Gary Schwartz - Inducted 2010



An all-state football player at Wessington Springs, Schwartz was thinking about playing the sport in college. All that changed in a flash at the 1962 Howard Wood Dakota Relays.

The 6-foot-1, 185-pounder's discus throw of 190 feet, 7 1/2 inches was the best prep throw in the nation at the time that year and broke the meet record by almost 30 feet. It also broke his old state record of 173-1 set the year before. He also set the state record in the shot put (56-1 1/4).

Schwartz was named the South Dakota Prep Athlete of the Year for 1962. He and Wilma Rudolph were selected to carry the torch in the opening ceremonies for the 1962 NAIA national meet in Sioux Falls.

In college, Schwartz helped Kansas to three Big Eight titles and was conference discus champ as a junior.

Then began a 34-year cross country/track and field coaching career that earned him 10 region coach of the year awards as well as the NCAA Division I National Outdoor Track & Field Coach of the Year honor in 1983. In 21 years as a head coach, his athletes earned 133 All-American honors, he coached six top-4 teams at the NCAA Championships and he coached eight Olympians. He served on four coaching staffs for U.S. teams in international competition - in Spain, England, Belgium and Canada - and he also was a coach at the National Sports Festival in 1982 and '83.

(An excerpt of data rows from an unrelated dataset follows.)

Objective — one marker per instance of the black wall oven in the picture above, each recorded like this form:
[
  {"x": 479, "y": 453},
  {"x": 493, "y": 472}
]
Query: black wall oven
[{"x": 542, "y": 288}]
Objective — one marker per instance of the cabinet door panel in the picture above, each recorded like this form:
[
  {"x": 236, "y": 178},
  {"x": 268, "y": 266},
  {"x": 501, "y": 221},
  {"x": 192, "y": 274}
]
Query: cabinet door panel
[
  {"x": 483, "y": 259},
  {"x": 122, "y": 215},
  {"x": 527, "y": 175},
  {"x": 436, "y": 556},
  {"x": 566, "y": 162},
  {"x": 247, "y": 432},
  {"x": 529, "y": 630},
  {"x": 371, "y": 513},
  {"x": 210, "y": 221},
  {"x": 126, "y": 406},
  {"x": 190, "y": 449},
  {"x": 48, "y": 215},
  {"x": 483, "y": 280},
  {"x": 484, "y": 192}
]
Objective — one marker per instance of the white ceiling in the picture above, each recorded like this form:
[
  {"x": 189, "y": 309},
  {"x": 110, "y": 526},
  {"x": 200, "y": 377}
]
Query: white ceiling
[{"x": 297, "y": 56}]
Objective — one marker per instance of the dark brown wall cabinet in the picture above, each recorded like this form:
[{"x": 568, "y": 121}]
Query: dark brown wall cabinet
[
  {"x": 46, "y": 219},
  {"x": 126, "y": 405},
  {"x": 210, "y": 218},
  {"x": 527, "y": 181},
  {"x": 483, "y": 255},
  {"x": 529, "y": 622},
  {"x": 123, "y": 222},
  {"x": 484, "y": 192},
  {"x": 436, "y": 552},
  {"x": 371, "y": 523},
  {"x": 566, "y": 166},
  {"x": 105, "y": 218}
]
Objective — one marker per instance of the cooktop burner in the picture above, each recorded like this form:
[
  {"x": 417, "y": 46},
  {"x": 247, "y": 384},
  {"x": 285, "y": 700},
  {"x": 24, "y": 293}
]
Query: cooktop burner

Schwartz was an assistant at Ohio University, Massachusetts, Army and Penn State before becoming Penn State's head women's cross country and track coach in 1979, a position he held for five years. He then was the coach at Tennessee for four years (1984-88) and Kansas for 12 (1988-2000).

He was president of the U.S. Track Coaches Association from 1992-96 and served on various national committees from 1980-2005. He was the meet director for the 1998 NCAA cross country meet.

Schwartz has been an athletic administrator at the University of Arkansas since 2002. He was the technical director for the 2009 NCAA Division I outdoor track championships and has had the same duties for nine NCAA indoor championships - all at Arkansas. He currently is the coordinator of events for Razorback athletics.